Como si no bastara la luz que ha traído a los olvidados del Ecuador, la que perturba a los embriagados de tanto mando, ayer Rafael Correa traspasó los umbrales de la inmortalidad solo con su pecho de guerrero. No claudicó, ni negoció su vida a costa del destino de la Patria y el pueblo.
La Revolución Ciudadana se puso a prueba. Quienes bajo el pretexto de unas monedas estallaron de odio, y la emprendieron contra el pueblo y su presidente, eran solo hilos que conducían a una madeja poderosa, esa que siempre se resiste a perder sus holguras cuando alguien pretende, como Dios manda, repartir los panes y los peces.
La trama se repite en espiral. En abril de 2002, las mismas hormonas del odio desataron violencia contra la Revolución Bolivariana. Y el pueblo, siempre el pueblo con su intuición para el bien, rescató a su presidente Hugo Chávez en una noche que ayer tuvo su continuidad, como advertencia para los cancerberos de la Historia.

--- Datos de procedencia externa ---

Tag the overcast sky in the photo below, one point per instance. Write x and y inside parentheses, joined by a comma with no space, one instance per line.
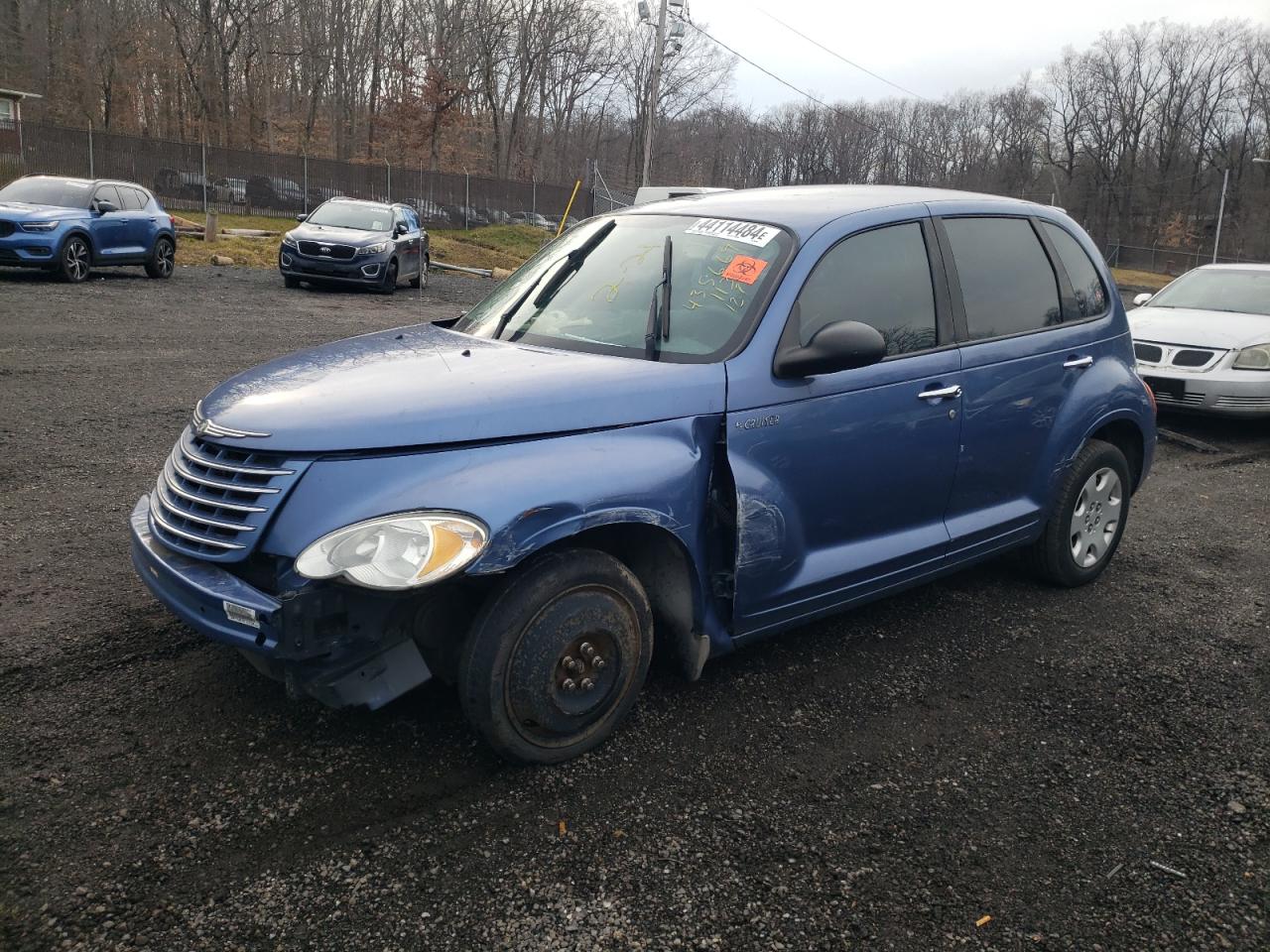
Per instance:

El 30 de septiembre de 2010, Rafael se ciñó fuerte la correa de la hidalguía y vindicó a Salvador Allende con la misma bravura. Acompañó a Bolívar y a Martí, a tantos irreductibles, en el camino de la bondad y la justicia, que solo se consigue con el coraje.
Ayer un hombre digno y bueno, que lejos de cebarse por las inútiles muertes se entristecía por ellas, cumplía, una vez más, las palabras del indígena aimará Tupac Katari antes que los colonialistas españoles lo desmembraran: «Mañana volveré y seré millones». Temible profecía.